AWU, an affiliate of the Communications Workers of America, has focused on the technology giant’s sprawling contract workforce. Those workers typically earn far less and have fewer benefits than direct Google staff. Carne said she was paid $16.50 an hour in the Modis role, along with a $200 bonus given during the pandemic, when data center employees were asked to come in regularly.
People like Carne are effectively Google’s essential workers, argued Rachael Sawyer, an AWU steward. “If anything were to happen to the data center, Google could not function at all,” she said.
In recent weeks, AWU got involved after the staffing agency threatened to pull bonuses for data center workers that met attendance requirements. Modis ended up keeping the payments.
“I just want my job back,” said Carne, who had recently moved from Michigan to take the role. “It felt like the winds were taken out of my sails.”

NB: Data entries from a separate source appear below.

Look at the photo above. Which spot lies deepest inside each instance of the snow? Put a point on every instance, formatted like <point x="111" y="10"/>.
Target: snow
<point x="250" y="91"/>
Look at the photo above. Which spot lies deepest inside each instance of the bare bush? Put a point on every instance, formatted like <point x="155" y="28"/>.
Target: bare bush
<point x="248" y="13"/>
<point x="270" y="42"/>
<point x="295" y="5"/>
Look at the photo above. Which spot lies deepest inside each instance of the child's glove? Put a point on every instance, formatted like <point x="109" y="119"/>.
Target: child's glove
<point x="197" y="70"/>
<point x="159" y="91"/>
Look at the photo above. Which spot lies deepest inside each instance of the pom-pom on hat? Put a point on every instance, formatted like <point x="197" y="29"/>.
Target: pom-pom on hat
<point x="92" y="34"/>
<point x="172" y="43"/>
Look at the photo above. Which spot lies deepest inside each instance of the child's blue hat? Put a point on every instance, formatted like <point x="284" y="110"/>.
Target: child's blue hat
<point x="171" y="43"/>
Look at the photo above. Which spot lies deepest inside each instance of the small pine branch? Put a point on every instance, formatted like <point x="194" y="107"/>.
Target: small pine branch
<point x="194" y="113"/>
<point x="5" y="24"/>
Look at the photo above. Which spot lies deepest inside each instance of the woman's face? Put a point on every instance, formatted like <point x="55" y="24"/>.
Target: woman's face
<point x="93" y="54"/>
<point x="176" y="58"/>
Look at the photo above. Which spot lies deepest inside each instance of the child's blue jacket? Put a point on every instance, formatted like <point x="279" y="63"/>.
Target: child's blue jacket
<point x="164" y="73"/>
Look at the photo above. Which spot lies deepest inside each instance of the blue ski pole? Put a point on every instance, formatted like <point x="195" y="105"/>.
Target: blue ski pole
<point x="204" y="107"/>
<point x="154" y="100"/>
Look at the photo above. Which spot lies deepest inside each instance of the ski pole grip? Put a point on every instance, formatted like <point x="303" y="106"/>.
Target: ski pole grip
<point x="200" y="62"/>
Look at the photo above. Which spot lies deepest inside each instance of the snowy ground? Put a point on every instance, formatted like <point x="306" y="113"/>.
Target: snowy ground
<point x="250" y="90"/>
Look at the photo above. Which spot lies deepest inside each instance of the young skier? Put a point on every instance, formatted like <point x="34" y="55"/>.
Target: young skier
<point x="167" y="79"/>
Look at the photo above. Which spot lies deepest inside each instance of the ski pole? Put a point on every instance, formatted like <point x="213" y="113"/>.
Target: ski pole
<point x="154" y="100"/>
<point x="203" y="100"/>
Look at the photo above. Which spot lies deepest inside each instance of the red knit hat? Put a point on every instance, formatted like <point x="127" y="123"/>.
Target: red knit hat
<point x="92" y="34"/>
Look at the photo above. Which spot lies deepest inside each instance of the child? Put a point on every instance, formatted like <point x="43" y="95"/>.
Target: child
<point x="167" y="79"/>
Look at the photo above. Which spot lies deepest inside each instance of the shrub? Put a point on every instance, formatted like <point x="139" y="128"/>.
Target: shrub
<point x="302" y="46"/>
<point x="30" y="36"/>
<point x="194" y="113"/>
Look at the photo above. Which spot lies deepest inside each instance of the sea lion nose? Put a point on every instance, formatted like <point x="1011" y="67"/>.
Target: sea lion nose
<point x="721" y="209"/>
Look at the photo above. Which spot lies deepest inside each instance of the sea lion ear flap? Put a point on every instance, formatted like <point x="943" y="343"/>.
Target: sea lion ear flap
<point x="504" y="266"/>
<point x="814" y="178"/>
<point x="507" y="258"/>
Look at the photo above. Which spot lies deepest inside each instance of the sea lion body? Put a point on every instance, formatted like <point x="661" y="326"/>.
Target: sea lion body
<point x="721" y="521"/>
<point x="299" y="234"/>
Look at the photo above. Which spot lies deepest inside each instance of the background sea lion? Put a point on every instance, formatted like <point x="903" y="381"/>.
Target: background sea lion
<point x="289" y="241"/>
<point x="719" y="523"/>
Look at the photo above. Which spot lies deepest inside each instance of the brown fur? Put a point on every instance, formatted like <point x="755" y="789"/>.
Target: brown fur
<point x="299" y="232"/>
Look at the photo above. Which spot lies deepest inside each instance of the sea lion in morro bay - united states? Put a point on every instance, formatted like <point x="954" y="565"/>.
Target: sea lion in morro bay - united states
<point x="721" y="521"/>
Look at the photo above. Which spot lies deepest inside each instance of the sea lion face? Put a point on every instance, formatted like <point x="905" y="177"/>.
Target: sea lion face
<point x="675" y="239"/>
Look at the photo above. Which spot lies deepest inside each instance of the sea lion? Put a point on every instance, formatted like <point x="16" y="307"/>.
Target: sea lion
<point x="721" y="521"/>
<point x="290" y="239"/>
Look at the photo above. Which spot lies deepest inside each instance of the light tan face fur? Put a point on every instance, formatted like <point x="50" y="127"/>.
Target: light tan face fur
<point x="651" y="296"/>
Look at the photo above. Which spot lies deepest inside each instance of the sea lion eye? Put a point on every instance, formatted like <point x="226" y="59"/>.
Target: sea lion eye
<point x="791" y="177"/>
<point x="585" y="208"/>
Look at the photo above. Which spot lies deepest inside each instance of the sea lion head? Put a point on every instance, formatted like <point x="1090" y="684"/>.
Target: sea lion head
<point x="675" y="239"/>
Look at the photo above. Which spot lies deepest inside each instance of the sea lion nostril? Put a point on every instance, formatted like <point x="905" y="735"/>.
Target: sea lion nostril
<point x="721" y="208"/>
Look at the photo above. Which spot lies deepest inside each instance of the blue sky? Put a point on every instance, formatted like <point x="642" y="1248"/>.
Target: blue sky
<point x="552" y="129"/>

In 2020, the NLRB’s Republican majority at the time used a case involving General Motors Co. to establish a new precedent making it easier for companies to punish employees who say or do offensive things while they’re exercising their legal rights to protest working conditions. But the labor board’s Biden-appointed general counsel, Jennifer Abruzzo, has signaled she wants to pursue cases challenging that Trump-era precedent, and the Democrats — who now have a majority on the NLRB — could use a case like Carne’s to overturn it.
Google is facing an additional NLRB case on behalf of activist employees the company fired. On Tuesday, a judge ordered that Google had to turn over documents about efforts to squelch unionization efforts.
(Updates with requests for comment from Modis and Google in eighth paragraph.)